For my sins, (which must be considerable on today's evidence) I spent the whole day lopping an overgrown hedge for a friend and neighbour. It was, in simple terms, a pig of a job. Hawthorne is a formidable adversary at ground level, but tackled from the summit of my rickety steps the woven branches and gouging spines had me sweating and swearing. Under casual observation from the neighbouring builders, I managed the whole 70 yard stretch, but left behind me a daunting ridge of brash along the whole length - a job for Sunday. In the bath, full of wood chip from my long and wholly impractical hair, I marvelled at my fore arms, scored with a cobweb of angry scratches from wrist to elbow and thought with anticipation about the approaching hedge laying season.
Every year we have the good fortune to be invited to a large bonfire and fireworks party just down the lane. The event, I suppose has become part of our burgeoning family tradition and this evening we made the annual pilgrimage on foot with our newest member. It was mild and still and as usual the halogen floodlights could be seen from afar, blurred this evening by a slight mist. On arrival my workmen's appetite was immediately stirred by the food preparations. A large pig striped with golden crackling turned slowly over oak logs whilst alongside plump, new season pheasants cooked slowly on a barbecue. With my mind firmly focused on dinner I was almost startled by S appearing out of the darkness. With two of his boys off running wild with the mob of other children, he and his father settled in with us for an evening of joking and gossip over plastic cups of beer. The food did not disappoint once the interminable queue finally subsided and as if to mark the momentous moment the first exploding mortars stunned the mumbling crowd to silence as we were handed our baps. Forget a small amateur display.

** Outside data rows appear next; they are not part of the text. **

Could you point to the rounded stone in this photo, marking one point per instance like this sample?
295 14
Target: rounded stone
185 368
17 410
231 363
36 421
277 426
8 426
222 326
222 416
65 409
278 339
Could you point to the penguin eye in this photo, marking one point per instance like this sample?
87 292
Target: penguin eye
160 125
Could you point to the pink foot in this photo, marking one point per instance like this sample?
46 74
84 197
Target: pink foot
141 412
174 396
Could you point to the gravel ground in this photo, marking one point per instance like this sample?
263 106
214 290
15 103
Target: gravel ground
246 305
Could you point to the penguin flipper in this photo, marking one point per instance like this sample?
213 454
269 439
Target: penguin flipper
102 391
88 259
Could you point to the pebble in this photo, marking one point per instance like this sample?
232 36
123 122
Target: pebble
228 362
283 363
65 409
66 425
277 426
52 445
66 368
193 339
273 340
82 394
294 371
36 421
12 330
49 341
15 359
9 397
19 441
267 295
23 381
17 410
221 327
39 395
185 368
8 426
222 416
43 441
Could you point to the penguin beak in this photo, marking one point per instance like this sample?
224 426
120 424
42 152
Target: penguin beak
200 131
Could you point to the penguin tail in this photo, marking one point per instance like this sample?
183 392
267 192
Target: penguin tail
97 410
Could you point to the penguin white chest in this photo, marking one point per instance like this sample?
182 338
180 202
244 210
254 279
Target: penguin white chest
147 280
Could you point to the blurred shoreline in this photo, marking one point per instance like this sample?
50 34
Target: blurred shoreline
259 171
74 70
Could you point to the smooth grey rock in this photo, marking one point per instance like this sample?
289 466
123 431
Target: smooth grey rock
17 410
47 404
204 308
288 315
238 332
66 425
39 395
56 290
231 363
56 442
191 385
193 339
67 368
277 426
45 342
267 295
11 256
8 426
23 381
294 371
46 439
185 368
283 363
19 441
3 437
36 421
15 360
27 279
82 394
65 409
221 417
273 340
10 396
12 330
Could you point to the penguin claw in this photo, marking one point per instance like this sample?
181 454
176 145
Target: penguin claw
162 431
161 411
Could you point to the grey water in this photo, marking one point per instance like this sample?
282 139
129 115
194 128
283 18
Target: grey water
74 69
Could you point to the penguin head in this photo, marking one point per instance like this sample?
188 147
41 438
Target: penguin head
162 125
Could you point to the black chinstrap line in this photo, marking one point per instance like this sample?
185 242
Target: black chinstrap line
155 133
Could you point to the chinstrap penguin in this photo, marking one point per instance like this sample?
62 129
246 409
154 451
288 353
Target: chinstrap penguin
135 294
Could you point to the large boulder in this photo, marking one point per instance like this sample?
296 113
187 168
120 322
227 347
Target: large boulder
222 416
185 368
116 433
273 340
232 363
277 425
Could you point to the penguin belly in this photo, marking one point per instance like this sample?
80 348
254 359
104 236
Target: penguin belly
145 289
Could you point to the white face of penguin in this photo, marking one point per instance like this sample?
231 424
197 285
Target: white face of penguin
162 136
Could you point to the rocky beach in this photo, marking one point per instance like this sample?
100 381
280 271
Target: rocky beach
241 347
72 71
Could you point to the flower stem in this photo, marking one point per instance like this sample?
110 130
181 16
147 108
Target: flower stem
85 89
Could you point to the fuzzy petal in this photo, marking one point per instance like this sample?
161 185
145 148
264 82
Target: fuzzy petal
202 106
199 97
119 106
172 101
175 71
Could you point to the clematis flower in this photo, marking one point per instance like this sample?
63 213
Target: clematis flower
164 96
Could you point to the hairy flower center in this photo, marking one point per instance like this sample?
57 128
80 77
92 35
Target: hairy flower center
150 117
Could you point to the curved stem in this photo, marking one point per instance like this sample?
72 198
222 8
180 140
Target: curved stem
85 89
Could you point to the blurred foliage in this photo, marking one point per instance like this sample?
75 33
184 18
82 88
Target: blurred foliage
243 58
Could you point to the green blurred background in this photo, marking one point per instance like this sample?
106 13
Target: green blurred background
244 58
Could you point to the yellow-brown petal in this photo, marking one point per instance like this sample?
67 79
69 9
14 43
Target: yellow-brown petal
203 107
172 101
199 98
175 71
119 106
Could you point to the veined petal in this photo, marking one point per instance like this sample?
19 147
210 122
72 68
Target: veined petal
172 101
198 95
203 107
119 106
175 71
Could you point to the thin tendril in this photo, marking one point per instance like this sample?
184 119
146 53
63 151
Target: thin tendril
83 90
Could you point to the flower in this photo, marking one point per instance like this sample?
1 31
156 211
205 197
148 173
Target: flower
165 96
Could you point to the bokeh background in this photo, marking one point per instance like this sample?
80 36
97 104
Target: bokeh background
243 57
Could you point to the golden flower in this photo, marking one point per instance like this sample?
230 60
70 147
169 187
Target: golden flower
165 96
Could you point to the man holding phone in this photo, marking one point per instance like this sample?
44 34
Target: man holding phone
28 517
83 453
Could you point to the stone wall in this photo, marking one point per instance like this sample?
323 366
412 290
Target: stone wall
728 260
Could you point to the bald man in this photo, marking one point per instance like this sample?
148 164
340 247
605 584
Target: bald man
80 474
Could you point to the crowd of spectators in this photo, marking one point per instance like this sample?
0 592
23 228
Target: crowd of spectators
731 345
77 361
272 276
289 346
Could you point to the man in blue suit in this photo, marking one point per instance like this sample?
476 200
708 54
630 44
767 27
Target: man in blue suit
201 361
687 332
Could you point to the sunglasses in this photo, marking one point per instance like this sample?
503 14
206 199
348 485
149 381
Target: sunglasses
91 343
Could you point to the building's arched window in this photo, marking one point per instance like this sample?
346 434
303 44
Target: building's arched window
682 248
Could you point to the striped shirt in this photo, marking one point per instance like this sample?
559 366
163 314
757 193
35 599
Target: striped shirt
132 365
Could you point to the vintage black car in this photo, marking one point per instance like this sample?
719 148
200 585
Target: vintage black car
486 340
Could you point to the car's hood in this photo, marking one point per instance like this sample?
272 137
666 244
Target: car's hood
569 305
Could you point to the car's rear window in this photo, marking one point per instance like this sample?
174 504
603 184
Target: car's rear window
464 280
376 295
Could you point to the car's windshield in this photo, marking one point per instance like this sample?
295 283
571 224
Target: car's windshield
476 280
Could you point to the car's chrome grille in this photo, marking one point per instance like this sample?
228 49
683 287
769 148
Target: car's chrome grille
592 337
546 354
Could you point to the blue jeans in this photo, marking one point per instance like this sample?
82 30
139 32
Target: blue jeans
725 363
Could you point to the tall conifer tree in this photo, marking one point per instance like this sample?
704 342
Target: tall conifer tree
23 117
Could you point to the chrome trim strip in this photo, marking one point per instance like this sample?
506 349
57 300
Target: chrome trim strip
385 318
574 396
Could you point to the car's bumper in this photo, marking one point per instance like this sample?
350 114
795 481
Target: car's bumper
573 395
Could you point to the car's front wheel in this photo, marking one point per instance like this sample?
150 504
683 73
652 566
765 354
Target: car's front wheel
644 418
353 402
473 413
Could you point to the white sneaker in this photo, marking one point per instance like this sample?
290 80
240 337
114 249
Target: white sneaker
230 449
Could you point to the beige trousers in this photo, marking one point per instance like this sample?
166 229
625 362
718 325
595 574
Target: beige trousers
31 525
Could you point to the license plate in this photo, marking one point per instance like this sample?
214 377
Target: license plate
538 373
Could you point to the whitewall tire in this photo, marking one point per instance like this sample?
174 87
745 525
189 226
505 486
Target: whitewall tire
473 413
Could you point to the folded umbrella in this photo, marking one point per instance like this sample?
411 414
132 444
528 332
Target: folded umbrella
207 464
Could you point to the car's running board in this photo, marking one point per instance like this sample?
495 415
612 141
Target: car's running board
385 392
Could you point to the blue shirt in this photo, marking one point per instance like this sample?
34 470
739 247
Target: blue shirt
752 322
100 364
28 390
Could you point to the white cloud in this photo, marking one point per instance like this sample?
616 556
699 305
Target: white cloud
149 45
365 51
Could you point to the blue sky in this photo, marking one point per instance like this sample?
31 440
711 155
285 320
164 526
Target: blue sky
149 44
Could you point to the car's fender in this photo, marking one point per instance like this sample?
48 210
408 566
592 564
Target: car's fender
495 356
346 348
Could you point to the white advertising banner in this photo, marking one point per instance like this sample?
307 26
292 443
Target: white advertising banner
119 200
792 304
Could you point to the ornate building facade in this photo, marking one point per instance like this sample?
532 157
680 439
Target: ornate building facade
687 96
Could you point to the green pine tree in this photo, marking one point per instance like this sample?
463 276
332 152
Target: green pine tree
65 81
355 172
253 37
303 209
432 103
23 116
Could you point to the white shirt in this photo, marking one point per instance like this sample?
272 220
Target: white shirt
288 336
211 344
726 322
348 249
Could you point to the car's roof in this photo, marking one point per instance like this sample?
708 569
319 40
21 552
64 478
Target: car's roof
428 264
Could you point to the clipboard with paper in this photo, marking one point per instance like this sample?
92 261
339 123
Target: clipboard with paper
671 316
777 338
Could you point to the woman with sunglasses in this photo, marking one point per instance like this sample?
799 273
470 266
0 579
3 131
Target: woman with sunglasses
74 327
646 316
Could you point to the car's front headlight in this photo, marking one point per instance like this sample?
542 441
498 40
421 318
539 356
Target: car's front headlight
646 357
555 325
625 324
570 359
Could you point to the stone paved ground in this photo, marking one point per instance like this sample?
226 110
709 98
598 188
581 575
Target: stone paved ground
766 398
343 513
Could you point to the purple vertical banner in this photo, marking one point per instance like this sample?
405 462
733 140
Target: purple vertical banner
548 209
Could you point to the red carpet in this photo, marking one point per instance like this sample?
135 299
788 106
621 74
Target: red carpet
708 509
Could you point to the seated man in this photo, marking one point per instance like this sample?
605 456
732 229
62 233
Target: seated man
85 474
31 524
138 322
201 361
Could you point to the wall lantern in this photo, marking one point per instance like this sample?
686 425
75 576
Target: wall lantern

The hosts put on some of the larger shows in the south-east and this evening we were treated to the works. Choreographed explosion after explosion filled the smoke laden sky with twirling spirals of pink, shimmering plumes of gold and starbursts of green and blue. As the fireworks faded, the bonfire, a 20 foot heap of brash and pallets, was kindled and within seconds an immense tongue of flame was sending dusky sparks high into the night. G was unmoved by the whole event and was more interested in pulling up grass than he had been in the display. Still his good humour ensured an enjoyable evening and we wheeled him back, his head lolling with contented sleep.